Human Genetics and HIV Pathogenesis. Early in the AIDS epidemic, researchers identified a population of individuals who were repeatedly exposed to HIV but did not contract the virus. These individuals demonstrated HIV immunity was possible and offered tantalizing hope that, if we could discover the mechanism of their natural immunity to the virus, these defenses could be bolstered in the general population. Unfortunately, this promise has proven difficult to realize. To ameliorate this, the National Institute of Allergy and Infectious Disease convened a workshop in 2010 to discuss the importance of studying individuals with apparent natural immunity to HIV infection, termed HIV-exposed seronegatives (HESNs). One of three key research goals set forth there was the identification of host factors in HESNs that provide resistance to HIV infection. Since that time, the discovery of putative host mutations that lend protection from HIV has accelerated. These include the well-characterized CCR5Δ32 mutation as well as numerous less well-characterized variants. Understanding the mechanisms of this natural immunity to HIV would be an important step in HIV prevention, but functional analysis of these variants has been impossible until recently, as there has been no way to mutate the endogenous proteins in primary human T cells. As part of the HIV Accessory and Regulatory Complex (HARC) center, and in close collaboration with the Krogan lab, we are working to leverage our ability to create such mutants to validate and fully characterize proposed HIV resistance variants. This is made possible by our collaboration with Dr. Steven Wolinsky and the Multicenter AIDS Cohort Study (MACS). They have generated exome sequencing data on a cohort of HIV-exposed seronegative individuals and have already identified candidate mutations that may be responsible for resistance to HIV infection. Notably, several mutations occur at the structural interfaces of macromolecular complexes comprised of HIV and host proteins. Now it is critical that we confirm the causal functions of these host genetic variants.

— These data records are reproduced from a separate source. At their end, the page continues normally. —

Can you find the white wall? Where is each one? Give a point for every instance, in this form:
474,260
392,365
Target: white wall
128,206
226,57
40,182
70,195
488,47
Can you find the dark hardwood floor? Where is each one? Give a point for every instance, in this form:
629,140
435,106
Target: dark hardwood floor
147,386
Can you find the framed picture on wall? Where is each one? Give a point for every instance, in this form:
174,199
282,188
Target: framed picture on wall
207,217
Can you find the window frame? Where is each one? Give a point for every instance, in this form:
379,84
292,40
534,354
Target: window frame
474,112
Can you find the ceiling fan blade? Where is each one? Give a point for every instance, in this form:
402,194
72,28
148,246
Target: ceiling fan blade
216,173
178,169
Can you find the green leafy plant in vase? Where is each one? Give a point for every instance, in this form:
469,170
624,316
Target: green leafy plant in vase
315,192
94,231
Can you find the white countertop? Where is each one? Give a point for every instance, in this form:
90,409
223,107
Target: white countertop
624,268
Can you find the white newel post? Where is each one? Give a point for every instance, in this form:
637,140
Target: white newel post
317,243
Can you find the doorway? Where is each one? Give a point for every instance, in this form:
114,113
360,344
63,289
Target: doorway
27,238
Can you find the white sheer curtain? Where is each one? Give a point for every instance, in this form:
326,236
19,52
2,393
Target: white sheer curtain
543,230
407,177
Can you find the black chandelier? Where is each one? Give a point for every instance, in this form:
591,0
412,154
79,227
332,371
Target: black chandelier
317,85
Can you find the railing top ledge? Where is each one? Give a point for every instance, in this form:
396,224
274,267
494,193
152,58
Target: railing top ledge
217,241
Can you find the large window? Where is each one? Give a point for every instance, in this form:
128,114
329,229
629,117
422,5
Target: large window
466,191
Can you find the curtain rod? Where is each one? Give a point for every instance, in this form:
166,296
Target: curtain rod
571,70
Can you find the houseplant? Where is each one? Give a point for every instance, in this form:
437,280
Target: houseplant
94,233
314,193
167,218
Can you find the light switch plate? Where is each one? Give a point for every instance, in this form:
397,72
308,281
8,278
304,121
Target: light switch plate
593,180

Chemical Inhibition of Pathogenic T Cell Circuitry. We applied genomic analyses to develop a strategy for pharmacological inhibition of the core transcriptional circuitry of Th17 cells, a pro-inflammatory CD4+ T cell subset that plays a major role in autoimmune diseases (Xiao and Yosef et al., Immunity 2014). In collaboration with Aviv Regev and Vijay Kuchroo, we discovered that RORγt, the major transcriptional regulator of Th17 cells, directly controls the expression of a set of genes at the core of Th17 cell identity and also contributes to the repression of signature genes of other CD4+ T cell lineages, including Tregs. Through a library screen, we identified several novel small molecules that bind to RORγt. We demonstrated in vitro and in vivo that these compounds repress the development of Th17 cells and ameliorate murine models of autoimmunity. We used ChIP-Seq and RNA-Seq to dissect the molecular effects of these potential pharmaceutical agents. This integrative genomic approach is generally applicable to decipher gene regulatory circuitry and aid in drug discovery efforts. Our demonstrated ability to ‘drug’ transcriptional programs that differentiate Tregs and pro-inflammatory T cells motivates our ongoing systematic characterization of the human CD4+ T cell circuitry.
TMP778 (a) is a novel small molecule that inhibits Th17 differentiation (b) and ameliorates murine model of multiple sclerosis (c) by inhibiting the transcriptional circuitry controlled by RORγt (RORC) (d).